Delighted he saw, delighted he heard
The morn, the bees, and the singing bird;
He also sang, as he roamed through the clover,
Feeling so jolly, and free all over!


But Bob--I must tell you the honest truth--
Was a terribly mischievous thoughtless youth;
Whatever he wanted to do or say,
He did and he said in the boldest way,
Not seeming to ponder, even to care,
How naughty his words or his actions were;
For the only aim of this reckless elf
Was--every where, always, to please--himself!

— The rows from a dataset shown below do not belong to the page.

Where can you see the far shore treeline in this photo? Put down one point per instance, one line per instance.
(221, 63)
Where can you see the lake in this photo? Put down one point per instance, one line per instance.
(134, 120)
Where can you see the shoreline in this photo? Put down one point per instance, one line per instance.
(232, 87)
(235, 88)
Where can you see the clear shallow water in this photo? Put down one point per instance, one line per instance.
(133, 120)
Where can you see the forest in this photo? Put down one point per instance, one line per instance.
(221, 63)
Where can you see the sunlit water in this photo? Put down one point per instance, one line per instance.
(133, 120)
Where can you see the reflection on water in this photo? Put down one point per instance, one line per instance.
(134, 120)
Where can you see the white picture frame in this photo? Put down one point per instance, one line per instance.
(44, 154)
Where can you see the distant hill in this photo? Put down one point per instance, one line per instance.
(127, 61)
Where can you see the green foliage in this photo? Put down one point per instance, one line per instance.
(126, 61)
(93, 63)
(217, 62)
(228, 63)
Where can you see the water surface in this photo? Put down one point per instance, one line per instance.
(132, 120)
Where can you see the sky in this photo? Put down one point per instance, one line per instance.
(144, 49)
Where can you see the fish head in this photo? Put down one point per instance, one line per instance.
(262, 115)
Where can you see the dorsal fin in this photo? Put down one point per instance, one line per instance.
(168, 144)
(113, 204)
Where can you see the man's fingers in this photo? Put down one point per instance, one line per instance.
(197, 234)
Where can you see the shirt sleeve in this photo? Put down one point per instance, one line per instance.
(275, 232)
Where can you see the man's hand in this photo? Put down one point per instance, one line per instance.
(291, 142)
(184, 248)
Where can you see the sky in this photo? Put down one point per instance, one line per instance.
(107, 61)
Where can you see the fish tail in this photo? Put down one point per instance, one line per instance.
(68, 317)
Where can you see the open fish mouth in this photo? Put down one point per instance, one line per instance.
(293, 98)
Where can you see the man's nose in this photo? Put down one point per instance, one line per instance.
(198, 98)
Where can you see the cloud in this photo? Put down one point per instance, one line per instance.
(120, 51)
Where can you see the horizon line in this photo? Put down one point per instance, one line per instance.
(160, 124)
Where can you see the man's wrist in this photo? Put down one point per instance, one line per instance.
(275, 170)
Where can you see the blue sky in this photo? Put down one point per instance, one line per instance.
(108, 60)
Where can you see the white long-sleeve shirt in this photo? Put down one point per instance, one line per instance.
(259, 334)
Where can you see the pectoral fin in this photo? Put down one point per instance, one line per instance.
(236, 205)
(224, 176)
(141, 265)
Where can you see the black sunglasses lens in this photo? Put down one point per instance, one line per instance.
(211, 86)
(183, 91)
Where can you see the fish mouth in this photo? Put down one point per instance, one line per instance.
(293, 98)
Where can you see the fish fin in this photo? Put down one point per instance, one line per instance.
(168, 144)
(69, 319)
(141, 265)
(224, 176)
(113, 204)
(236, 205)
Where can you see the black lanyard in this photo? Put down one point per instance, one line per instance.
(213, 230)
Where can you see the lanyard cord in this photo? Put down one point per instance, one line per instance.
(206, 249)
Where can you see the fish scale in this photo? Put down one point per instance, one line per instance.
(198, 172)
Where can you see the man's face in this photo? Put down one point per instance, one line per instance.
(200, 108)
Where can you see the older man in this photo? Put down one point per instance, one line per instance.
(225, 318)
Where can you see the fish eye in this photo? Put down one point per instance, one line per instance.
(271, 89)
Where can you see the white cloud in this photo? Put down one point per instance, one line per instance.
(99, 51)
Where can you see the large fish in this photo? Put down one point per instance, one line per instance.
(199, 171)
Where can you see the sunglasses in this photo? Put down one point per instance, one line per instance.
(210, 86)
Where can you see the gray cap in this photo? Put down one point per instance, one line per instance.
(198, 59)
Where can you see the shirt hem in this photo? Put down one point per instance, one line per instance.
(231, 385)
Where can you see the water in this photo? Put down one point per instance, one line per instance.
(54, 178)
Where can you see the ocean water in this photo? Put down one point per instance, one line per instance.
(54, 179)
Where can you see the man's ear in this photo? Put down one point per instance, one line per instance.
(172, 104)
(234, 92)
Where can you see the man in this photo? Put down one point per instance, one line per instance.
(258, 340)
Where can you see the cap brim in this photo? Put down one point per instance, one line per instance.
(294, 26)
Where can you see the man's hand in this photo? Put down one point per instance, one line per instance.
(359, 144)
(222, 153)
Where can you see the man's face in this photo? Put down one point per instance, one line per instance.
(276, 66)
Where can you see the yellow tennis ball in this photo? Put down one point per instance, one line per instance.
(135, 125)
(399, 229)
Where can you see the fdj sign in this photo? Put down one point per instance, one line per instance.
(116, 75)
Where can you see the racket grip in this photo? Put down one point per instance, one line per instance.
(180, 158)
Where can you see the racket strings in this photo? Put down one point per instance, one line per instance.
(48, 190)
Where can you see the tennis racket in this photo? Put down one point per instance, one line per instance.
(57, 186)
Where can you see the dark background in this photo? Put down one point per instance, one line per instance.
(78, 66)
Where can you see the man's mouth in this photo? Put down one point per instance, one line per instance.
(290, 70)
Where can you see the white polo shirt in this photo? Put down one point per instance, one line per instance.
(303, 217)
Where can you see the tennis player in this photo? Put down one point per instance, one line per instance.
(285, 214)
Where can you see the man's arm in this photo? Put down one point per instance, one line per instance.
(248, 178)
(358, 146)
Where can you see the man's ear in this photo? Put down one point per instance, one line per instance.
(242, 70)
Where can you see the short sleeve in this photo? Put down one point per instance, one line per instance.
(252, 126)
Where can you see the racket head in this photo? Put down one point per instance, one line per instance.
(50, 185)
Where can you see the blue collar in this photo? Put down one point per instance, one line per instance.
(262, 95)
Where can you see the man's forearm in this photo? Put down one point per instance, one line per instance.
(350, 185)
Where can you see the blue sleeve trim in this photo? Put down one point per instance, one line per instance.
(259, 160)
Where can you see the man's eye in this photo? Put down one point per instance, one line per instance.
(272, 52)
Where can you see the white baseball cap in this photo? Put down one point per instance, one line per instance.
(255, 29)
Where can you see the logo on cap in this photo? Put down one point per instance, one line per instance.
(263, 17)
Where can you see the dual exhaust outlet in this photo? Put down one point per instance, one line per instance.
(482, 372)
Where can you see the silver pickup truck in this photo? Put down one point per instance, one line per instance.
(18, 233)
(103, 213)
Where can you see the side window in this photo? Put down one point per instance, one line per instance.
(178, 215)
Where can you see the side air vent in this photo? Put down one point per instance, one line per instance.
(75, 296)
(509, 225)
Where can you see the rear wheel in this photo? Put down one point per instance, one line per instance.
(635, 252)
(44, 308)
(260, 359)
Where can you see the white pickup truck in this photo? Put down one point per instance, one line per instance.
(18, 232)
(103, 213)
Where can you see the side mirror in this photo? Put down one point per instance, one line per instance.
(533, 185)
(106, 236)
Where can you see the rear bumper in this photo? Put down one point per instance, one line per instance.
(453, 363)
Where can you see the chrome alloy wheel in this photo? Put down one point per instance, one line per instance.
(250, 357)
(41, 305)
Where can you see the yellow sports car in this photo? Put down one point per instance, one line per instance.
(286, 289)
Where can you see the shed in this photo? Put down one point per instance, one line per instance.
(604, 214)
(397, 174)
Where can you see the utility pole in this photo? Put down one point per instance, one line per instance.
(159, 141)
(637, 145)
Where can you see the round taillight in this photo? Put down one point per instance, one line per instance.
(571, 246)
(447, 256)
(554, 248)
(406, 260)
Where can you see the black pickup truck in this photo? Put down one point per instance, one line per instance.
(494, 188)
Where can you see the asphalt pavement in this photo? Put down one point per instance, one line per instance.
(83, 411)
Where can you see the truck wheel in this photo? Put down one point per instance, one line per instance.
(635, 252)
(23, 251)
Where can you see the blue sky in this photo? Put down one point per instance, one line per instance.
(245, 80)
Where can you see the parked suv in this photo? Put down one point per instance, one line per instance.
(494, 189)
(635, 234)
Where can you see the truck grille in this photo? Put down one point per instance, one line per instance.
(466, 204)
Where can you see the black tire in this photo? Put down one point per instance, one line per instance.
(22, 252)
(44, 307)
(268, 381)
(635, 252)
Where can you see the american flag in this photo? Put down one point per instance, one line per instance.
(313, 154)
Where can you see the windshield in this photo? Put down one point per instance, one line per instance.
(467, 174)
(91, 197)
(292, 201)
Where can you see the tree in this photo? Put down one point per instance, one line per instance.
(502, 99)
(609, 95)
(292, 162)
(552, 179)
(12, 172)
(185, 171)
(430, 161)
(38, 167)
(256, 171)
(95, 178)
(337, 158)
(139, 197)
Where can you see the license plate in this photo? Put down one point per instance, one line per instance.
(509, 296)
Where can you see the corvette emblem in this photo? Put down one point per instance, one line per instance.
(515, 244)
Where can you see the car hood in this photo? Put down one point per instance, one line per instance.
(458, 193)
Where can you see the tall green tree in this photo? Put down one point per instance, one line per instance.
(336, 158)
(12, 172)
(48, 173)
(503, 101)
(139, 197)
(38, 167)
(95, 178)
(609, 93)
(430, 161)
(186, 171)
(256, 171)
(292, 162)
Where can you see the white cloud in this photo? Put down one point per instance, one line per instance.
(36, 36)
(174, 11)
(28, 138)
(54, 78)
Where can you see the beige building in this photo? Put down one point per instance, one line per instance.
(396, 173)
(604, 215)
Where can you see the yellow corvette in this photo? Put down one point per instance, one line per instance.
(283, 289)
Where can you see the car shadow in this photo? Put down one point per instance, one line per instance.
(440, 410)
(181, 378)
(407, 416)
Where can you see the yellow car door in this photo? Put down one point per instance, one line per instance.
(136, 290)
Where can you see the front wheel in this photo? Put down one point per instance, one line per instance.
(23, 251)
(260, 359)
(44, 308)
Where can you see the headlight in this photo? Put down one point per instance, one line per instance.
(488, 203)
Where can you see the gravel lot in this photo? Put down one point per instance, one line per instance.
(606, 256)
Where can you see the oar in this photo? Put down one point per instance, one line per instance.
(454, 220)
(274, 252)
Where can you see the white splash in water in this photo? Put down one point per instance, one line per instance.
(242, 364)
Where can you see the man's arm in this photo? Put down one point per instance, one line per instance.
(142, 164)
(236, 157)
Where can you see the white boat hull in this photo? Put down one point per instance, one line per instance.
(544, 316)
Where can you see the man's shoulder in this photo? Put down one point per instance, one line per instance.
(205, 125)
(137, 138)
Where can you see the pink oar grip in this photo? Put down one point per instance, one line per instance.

'Twas to please himself, without license or leave
Nor a thought how his poor sick mother might grieve,
If she missed too long, on her suffering bed,
The golden glean of his curly head,
That he left his home through the fields to stray,
On that sunny and beautiful summer's day,
As the air breathed over him, blithesome, but calm,
All laden with fragrance and meadow-balm,
And the sunshine warmed his young blood through,
While it dazzled and danced from the stainless blue,
Bob felt that a jollity, wholesome and sweet,
Possessed him wholly, from head to feet.

He looked around, and what should his eye
In an open space 'mid the clover spy,
But an ant-hole, wrought in the sandy drouth.
Out of its busy, populous mouth,
The dwarfish tenants--an endless train,
Emerging, covered the tiny plain:;
Eastward and westward, north and south,
They toiled, with a constant will, to gain
The fairy stores of their winter's grain;
Yet Bob in his recklessness deemed it fun
The ants and their mansion to overrun.
By millions down in the crumbling sod
The frightened creatures he swiftly trod;
Filled up with dust, and grasses, and stone,
The entrance-ways to their home, o'erthrown
Not one of the innocent horde, not one,
Was left to toil in the laughing sun--
But still Bob shouted, and thought it--fun!